Biopharmaceutical company Incyte (Nasdaq:INCY) disclosed on Thursday that the US Food and Drug Administration (FDA) has accepted for priority review its Biologics License Application (BLA) for retifanlimab.

An intravenous PD-1 inhibitor, retifanlimab is being reviewed as a potential treatment for adult patients with locally advanced or metastatic squamous cell carcinoma of the anal canal (SCAC) who have progressed on, or who are intolerant of, platinum-based chemotherapy.

SCAC is associated with human papillomavirus (HPV) and HIV infections and accounts for almost 3% of digestive system cancers.

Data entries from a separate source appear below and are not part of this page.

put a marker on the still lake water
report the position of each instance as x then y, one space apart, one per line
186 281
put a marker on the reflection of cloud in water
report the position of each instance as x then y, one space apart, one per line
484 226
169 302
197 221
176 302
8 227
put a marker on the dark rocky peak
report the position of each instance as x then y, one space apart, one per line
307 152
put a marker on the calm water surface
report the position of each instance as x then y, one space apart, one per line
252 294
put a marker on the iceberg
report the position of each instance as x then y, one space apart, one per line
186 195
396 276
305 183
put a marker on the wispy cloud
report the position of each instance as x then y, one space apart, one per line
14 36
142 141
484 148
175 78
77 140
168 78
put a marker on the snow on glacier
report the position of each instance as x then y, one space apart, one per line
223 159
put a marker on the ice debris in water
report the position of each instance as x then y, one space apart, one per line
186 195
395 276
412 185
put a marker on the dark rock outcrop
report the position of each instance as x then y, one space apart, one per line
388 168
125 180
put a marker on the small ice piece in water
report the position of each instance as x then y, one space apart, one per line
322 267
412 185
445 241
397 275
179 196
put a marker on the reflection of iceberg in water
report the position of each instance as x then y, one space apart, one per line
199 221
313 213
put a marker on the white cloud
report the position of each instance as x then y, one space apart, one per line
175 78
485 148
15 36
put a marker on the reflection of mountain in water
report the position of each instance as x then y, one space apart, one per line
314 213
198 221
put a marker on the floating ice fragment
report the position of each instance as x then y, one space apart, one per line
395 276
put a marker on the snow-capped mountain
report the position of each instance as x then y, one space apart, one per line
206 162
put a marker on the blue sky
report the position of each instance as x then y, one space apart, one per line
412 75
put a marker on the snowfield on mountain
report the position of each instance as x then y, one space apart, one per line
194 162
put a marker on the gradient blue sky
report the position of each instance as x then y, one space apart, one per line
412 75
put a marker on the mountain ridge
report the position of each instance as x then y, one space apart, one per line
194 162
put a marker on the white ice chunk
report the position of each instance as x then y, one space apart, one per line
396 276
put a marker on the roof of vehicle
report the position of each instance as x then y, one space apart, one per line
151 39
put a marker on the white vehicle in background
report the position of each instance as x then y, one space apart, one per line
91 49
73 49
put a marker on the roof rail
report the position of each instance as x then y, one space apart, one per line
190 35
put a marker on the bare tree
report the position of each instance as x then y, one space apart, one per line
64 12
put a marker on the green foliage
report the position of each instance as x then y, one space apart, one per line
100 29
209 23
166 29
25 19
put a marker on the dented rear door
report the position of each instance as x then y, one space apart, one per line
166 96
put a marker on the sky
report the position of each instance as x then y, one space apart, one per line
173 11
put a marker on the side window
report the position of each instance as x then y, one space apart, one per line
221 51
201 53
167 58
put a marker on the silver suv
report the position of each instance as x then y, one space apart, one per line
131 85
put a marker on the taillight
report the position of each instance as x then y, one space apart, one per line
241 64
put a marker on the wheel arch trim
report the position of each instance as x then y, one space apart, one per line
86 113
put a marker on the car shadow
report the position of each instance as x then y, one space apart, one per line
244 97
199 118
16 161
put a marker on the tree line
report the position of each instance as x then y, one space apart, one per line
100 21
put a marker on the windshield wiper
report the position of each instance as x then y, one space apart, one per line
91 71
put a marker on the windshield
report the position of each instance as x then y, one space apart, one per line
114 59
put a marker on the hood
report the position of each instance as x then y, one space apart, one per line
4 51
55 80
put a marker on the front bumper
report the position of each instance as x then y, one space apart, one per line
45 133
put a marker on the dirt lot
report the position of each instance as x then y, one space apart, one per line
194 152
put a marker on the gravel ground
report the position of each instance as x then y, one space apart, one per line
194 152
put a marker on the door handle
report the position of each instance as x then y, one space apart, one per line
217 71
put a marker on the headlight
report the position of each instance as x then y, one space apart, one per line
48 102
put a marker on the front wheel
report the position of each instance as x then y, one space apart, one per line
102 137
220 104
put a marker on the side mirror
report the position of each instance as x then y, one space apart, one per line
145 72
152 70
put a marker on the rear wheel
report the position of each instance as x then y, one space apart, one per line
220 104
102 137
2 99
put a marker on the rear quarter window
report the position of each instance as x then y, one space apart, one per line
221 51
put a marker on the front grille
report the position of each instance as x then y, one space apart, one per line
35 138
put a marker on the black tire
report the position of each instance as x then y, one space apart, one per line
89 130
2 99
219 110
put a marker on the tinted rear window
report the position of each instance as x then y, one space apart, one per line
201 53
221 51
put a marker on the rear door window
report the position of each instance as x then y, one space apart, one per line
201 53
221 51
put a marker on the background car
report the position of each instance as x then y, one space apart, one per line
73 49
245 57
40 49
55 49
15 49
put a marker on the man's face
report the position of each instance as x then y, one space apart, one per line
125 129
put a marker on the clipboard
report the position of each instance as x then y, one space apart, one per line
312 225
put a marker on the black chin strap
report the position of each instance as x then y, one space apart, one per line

Patients with metastatic SCAC have a poor five-year survival, and there are no FDA-approved treatments for patients who have progressed after first-line chemotherapy.

The Prescription Drug User Fee Act (PDUFA) target action date is 25 July 2021.

Incyte's BLA submission is based on data from the company's Phase 2 POD1UM-202 trial evaluating retifanlimab in previously treated patients with locally advanced or metastatic SCAC who have progressed on, or are intolerant of, standard platinum-based chemotherapy. The trial enrolled 94 patients and resulted in an objective response rate (ORR) of 14% for retifanlimab monotherapy. Retifanlimab 500 mg is administered intravenously every four weeks.